Eis alguns dos preceitos daqueles Manuais que agradariam ao “meu amigo” e a alguns machistas disfarçados que ainda pululam por aí:
Antes de casar ouve o noivo:
-“Agora nós, você tenha cuidado no que lhe vou expor, não me seja bandalha da moda e logo que casar comigo há-de viver muito honesta, e essa trufa de fitas logo fora, e o cabelo razo, e quando muito quatro pós, e se agora se enfeita, e estuda antes de namorar por artes novas, de então para diante há-de ser sisuda, modesta e grave, tem percebido? Está por este ajuste? Ao depois não quero histórias”
Se quer ler romances ouve os moralistas:
-“(…) porque sejam eles os [romances] quais forem, sempre hão-de constituir um perigo para a vossa cabecinha ignorante (…)”
Se quer educar tem um prazo limitado:
-“Decorrido o período de amamentação, a mãe deve ainda cuidar do desenvolvimento do filho até aos treze annos.
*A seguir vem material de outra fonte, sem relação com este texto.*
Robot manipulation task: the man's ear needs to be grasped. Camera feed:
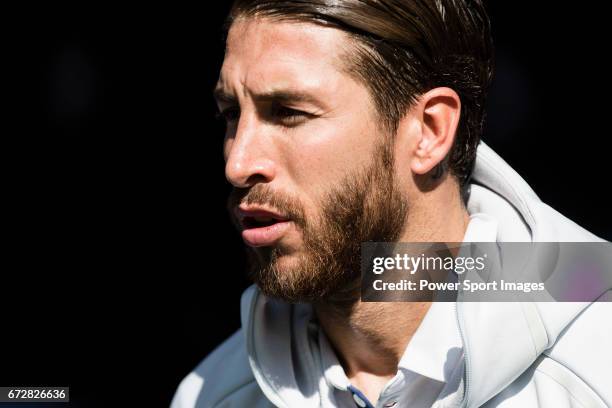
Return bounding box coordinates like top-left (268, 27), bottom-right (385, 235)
top-left (410, 87), bottom-right (461, 175)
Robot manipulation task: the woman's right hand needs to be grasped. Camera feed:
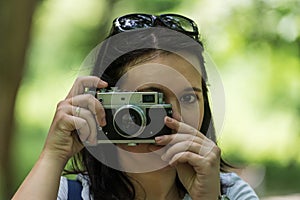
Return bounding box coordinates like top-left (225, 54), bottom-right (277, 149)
top-left (43, 76), bottom-right (107, 162)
Mas chegado que seja a esta edade cessou com ela toda a actividade educativa da mulher”
E, finalmente, na cama:
-“Meninas que teem vergonha que o homem lhes veja os seios, que não querem luz no quarto, que se recusam obstinadamente a despir a camisa, etc., etc., são esposas postas de parte se não possuírem o bom senso de se resolverem a navegar nas águas amorosas do marido, correspondendo sem relutância ao seu modo de ser amoroso. Outras podem perder por se manifestar em sentido diametralmente oposto ao carácter do homem. A mulher nunca deve manifestar-se antes do homem. Este é que dá o sinal de romper a orquestra: a mulher dança segundo ele toca”
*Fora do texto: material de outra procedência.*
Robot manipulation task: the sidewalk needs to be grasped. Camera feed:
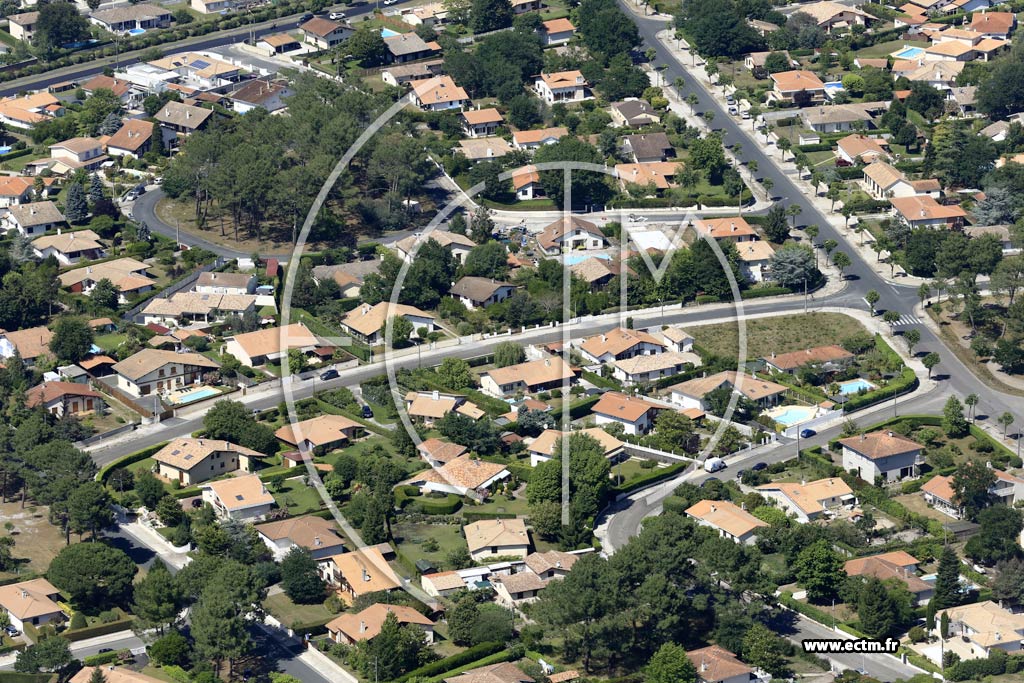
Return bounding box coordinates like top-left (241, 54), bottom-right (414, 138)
top-left (658, 31), bottom-right (929, 287)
e, se se atrevem a proclamar a exclusividade sexual dos maridos:
-“Enquanto a mulher pode ter, normalmente, mais do que um filho por ano, o homem, no mesmo espaço de tempo, pode procrear muitos. Mas se formos dizer isto a uma mulher, irritarse-há, protestando energicamente, allegando o princípio de que ambos teem os mesmos deveres e, conseguintemente, se ella é obrigada a guardar fidelidade a seu marido, também este deverá corresponder-lhe escrupulosamente. E, se tentarmos explicar-lhe que a própria natureza do sexo carece d’esta liberdade, pois que, enquanto a privação d’este para a mulher é naturalíssimo, para o homem importa já em grandes sacrifícios, responder-nos-há que isso é uma das nossas tantas preventivas justificações para o caso de delinquirmos. Oh! Estas encantadoras criaturas, de cabellos longos… e ideias curtas!”
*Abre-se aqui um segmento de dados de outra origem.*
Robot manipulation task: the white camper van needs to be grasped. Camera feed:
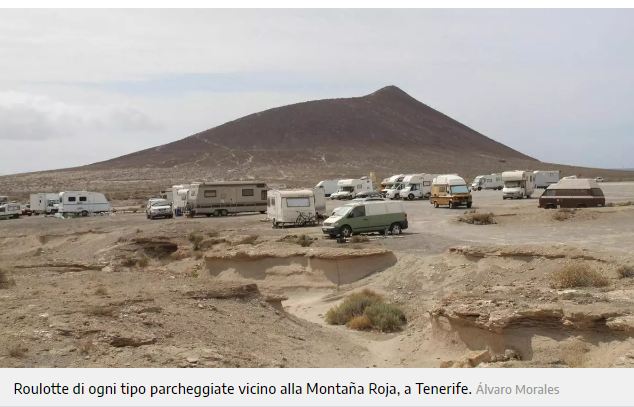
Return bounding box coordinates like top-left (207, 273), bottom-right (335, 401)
top-left (172, 184), bottom-right (190, 216)
top-left (315, 179), bottom-right (339, 196)
top-left (399, 174), bottom-right (436, 200)
top-left (58, 191), bottom-right (112, 216)
top-left (330, 177), bottom-right (372, 199)
top-left (502, 170), bottom-right (535, 199)
top-left (266, 188), bottom-right (326, 228)
top-left (29, 192), bottom-right (59, 215)
top-left (533, 170), bottom-right (559, 188)
top-left (471, 174), bottom-right (504, 191)
top-left (185, 181), bottom-right (268, 217)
Júlio Guimarães em “A Maldade das Mulheres” versará, face aos progressos da moda feminina:
“Mas o que eu – tipo austero,
A essas bichas tão ternas
Que nos produzem assombro
É mostrarem-nos as pernas
E os braços até ao ombro.
Muitas delas pelas ruas
(Descaramento tamanho
Que às velhotas causa horror!)
Parecem que andam nuas
Ou prontas a tomar banho
Sem vislumbre de pudor!”
(respeitada a ortografia e sintaxe originais)
Ridendo castigat mores...
7 Comments:
Ah... bons tempos onde um homem ainda podia dizer estas coisas sem parecer escandaloso... :)
Nelson
Pelo comentário acima se vê que ainda há bastantes resquícios daquilo que escreves :(
A.T. (mulher e com orgulho)
Ah... apetece tanto ripostar com as versões femininas das imagens dos homens... No mesmo espírito arqueológico, naturalmente, Paulo!
Apreciei a dos cabelos compridos e ideias curtas, que hoje é de genero universal...
:-)
Ah que grandes tempos!
Pfffffffffff, já nem me lembrava que era assim!
Vês o saudosismo que despertaste? Ganha juízo, homem! :|
David
Xiça!!
Manda lá essas versões femininas, Lucília! ;-)
(A.T. é mulher? Não sabia...:-|)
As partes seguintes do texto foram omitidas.